The Arkansas Oil and Gas Commission (AOGC) has extended a moratorium on the drilling of new disposal wells in the Fayetteville Shale by six months while it collects data to determine whether disposal activities contributed to hundreds of small earthquakes in the area.

In December a 30-day emergency order banned new disposal wells on fears that tremors in the area were at least partially caused by the injection of well flowback into existing wells. There are currently seven disposal wells operating in the moratorium area, which is 576 square miles in Faulkner County. Applications are pending for two more wells.

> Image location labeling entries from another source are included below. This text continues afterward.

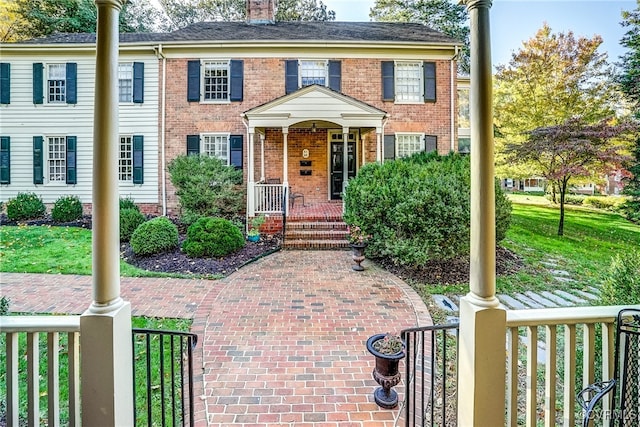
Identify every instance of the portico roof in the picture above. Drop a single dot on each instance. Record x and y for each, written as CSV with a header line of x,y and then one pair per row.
x,y
315,103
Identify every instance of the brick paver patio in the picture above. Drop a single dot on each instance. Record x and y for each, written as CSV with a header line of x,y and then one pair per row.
x,y
281,341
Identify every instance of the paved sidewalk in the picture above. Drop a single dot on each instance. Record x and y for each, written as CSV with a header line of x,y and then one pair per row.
x,y
281,341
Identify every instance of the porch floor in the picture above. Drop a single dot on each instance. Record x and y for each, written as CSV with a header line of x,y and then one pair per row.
x,y
280,342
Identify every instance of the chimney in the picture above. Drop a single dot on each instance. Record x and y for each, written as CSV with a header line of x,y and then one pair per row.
x,y
261,11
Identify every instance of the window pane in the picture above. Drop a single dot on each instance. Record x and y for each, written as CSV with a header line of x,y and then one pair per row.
x,y
216,81
56,160
408,81
125,163
56,82
313,72
125,82
217,146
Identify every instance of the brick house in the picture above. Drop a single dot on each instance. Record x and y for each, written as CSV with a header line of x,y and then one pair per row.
x,y
277,99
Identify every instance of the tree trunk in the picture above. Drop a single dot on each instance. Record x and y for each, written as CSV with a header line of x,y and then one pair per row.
x,y
563,192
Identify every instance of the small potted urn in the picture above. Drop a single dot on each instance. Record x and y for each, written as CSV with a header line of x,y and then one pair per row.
x,y
388,350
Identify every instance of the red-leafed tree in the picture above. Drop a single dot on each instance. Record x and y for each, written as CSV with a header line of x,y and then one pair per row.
x,y
574,149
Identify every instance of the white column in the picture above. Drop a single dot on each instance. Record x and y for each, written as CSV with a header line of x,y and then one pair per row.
x,y
345,158
105,328
482,321
262,177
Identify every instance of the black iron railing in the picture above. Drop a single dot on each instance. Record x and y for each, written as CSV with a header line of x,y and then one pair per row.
x,y
431,377
163,377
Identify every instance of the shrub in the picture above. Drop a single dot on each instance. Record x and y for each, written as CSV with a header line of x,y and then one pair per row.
x,y
206,187
67,209
154,236
417,209
130,219
621,285
25,206
212,237
128,203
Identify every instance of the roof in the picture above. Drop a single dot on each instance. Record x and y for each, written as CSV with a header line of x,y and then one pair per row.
x,y
388,32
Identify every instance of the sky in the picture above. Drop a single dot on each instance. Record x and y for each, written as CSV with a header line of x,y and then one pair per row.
x,y
515,21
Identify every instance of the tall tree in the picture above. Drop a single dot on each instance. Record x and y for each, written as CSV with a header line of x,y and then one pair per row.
x,y
574,149
39,18
629,79
552,78
446,16
181,13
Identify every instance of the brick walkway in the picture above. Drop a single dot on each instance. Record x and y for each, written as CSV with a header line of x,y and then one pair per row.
x,y
281,342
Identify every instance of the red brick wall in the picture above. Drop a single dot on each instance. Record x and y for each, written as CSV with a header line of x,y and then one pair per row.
x,y
264,82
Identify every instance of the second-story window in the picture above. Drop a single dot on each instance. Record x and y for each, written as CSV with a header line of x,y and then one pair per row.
x,y
56,83
216,80
313,73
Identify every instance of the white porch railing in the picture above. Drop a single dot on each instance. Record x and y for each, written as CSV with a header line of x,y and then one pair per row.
x,y
268,198
18,329
565,342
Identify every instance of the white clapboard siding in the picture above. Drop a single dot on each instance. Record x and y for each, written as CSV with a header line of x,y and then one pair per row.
x,y
21,120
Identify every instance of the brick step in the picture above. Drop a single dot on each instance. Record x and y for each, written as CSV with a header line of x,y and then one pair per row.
x,y
315,234
315,244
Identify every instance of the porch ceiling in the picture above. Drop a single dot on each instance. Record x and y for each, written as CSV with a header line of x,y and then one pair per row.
x,y
315,103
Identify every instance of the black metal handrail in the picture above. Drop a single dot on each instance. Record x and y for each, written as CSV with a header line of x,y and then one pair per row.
x,y
164,401
431,375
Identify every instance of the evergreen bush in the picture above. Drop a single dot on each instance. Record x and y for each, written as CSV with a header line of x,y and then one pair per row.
x,y
621,284
418,208
155,236
25,206
206,187
67,209
212,237
130,219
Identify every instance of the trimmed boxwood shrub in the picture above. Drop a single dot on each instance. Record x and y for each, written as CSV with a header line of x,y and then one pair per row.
x,y
130,219
67,209
212,237
25,206
155,236
417,209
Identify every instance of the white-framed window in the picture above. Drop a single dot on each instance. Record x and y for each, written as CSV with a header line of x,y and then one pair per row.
x,y
409,143
216,145
56,159
56,83
313,72
215,81
125,161
125,82
408,81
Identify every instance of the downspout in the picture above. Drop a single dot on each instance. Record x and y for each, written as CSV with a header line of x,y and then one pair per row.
x,y
163,159
453,103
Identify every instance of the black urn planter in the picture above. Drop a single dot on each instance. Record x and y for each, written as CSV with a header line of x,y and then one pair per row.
x,y
358,255
386,374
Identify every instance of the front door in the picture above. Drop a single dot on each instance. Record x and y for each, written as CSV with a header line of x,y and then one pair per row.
x,y
337,161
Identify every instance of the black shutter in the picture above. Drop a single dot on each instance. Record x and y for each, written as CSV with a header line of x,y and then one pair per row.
x,y
193,144
72,175
138,82
5,83
389,147
72,83
38,84
5,160
335,75
235,151
237,80
290,75
430,143
429,69
388,90
138,159
38,177
193,81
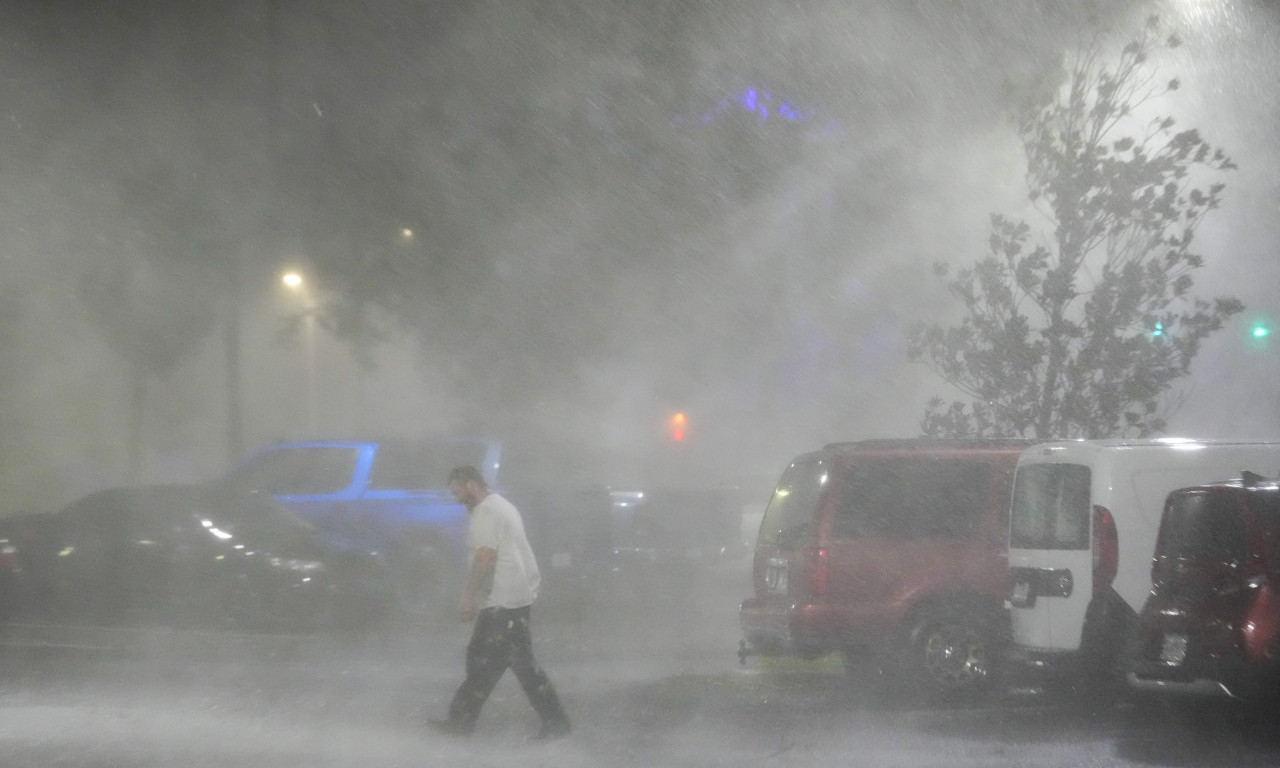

During the six-month period, the AOGC will collect data on daily activities from injection well operators. “…[A]ll operators of existing class II commercial disposal wells or class II disposal wells [are required] to submit bi-weekly reports detailing the daily amounts of barrels of water injected per zone and the maximum daily injection pressure per zone…” the December emergency order stated.

The data will be studied by the Arkansas Geological Survey, AOGC Director Larry Bengal told NGI’s Shale Daily.

“We will be basically studying the relationship of injection disposal activity in the injection wells in reference to the seismic events, trying to determine if there is a correlation between the injection activity and the seismic events,” Bengal said. “The problem with this whole issue is it is an historically active seismic area to begin with, before the Fayetteville Shale was ever discovered and produced.”

During the 1980s parts of Arkansas experienced seismic activity that was deemed to be naturally occurring. “There was never any known definitive reason why that occurred. There was no oil and gas drilling anywhere in the area. That activity went away,” Bengal said. The latest seismic activity, which started last summer in the Fayetteville, is showing similar characteristics, he said.

The findings of the study are expected to be taken up at AOGC’s July 28 meeting.